News  |  By HealthLeaders Media News  
   June 23, 2016

The Watson Health collaborative aims to extract insights from unstructured data and other sources to address breast, lung, and other cancers; diabetes; eye health; brain disease; and heart disease.

Some academic medical centers and ambulatory radiology providers are joining forces with the healthcare imaging industry to apply IBM's Watson technology toward creating more effective imaging services and reduce the amount of unnecessary imaging.

Pulling data from EHRs, radiology and pathology reports, clinical guidelines, lab results, medical journals and other outcome studies, the Watson Health collaborative, announced Wednesday, aims to extract insights from unstructured imaging data, combined with data from other sources.

The founding academic medical centers in the effort are UC San Diego Health, Eastern Virginia Medical School, University of Miami Health System, and University of Vermont Health Network.

Other participating health systems are Baptist Health South Florida, Sentara Healthcare, and Sheridan Healthcare, a physician management group.

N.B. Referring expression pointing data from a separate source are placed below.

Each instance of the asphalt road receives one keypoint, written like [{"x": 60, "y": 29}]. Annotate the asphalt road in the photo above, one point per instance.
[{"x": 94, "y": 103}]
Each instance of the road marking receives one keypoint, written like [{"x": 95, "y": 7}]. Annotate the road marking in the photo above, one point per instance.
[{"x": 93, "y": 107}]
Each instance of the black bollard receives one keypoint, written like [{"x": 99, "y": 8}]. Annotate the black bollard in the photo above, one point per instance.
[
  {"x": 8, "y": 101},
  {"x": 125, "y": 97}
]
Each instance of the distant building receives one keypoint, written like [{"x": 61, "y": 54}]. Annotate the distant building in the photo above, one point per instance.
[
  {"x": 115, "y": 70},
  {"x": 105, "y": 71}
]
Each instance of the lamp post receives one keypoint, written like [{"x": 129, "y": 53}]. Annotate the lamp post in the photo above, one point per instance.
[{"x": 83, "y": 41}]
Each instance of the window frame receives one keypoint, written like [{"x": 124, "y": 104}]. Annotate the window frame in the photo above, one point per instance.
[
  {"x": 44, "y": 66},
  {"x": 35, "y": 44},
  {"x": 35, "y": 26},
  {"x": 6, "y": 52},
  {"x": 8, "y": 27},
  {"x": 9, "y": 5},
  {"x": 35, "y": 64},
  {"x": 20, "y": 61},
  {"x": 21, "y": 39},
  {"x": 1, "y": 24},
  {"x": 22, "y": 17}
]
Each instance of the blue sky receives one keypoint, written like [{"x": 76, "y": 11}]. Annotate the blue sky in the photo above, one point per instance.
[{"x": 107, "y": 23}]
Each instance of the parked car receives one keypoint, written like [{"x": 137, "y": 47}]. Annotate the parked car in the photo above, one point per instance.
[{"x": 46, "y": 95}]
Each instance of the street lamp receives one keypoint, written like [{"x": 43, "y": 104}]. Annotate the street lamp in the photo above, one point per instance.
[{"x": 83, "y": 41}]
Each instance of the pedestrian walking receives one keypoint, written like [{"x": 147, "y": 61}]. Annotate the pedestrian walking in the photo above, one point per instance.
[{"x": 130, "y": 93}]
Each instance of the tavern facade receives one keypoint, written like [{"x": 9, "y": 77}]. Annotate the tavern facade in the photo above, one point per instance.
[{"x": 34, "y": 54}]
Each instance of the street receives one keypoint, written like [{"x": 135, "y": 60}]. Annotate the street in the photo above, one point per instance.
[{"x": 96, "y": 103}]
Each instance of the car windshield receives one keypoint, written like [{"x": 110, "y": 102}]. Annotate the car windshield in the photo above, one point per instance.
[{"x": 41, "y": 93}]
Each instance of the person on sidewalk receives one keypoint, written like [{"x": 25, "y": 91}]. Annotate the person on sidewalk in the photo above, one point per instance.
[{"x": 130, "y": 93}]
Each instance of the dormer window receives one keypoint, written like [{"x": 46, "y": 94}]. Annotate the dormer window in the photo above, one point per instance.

IBM's Watson technology uses cognitive computing to analyze vast quantities of data and provide insight to clinicians. The imaging collaborative aims to help doctors address breast, lung, and other cancers; diabetes; eye health; brain disease; and heart disease and related conditions, such as stroke.

Members of the collaborative could train Watson to detect commonly overlooked heart health conditions such as congestive heart failure or heart attack.

IBM says participants could train and score a coronary angiogram for physician review to detect early heart disease. The company is encouraging ophthalmologists in the cooperative to use Watson to help detect diabetic retinopathy and common eye diseases.

The medical imaging cooperative follows efforts by IBM to promote the use of Watson among diverse settings such as oncology and matching patients to clinical trials for a variety of disease states.

Radiology-specific participants of the collaborative are Radiology Associates of South Florida and vRad, a teleradiology company owned by the publicly-traded company Mednax.

Industry participants include Agfa HealthCare, Hologic, ifa systems AG, inoveon, Topcon, and Merge Healthcare, an IBM company.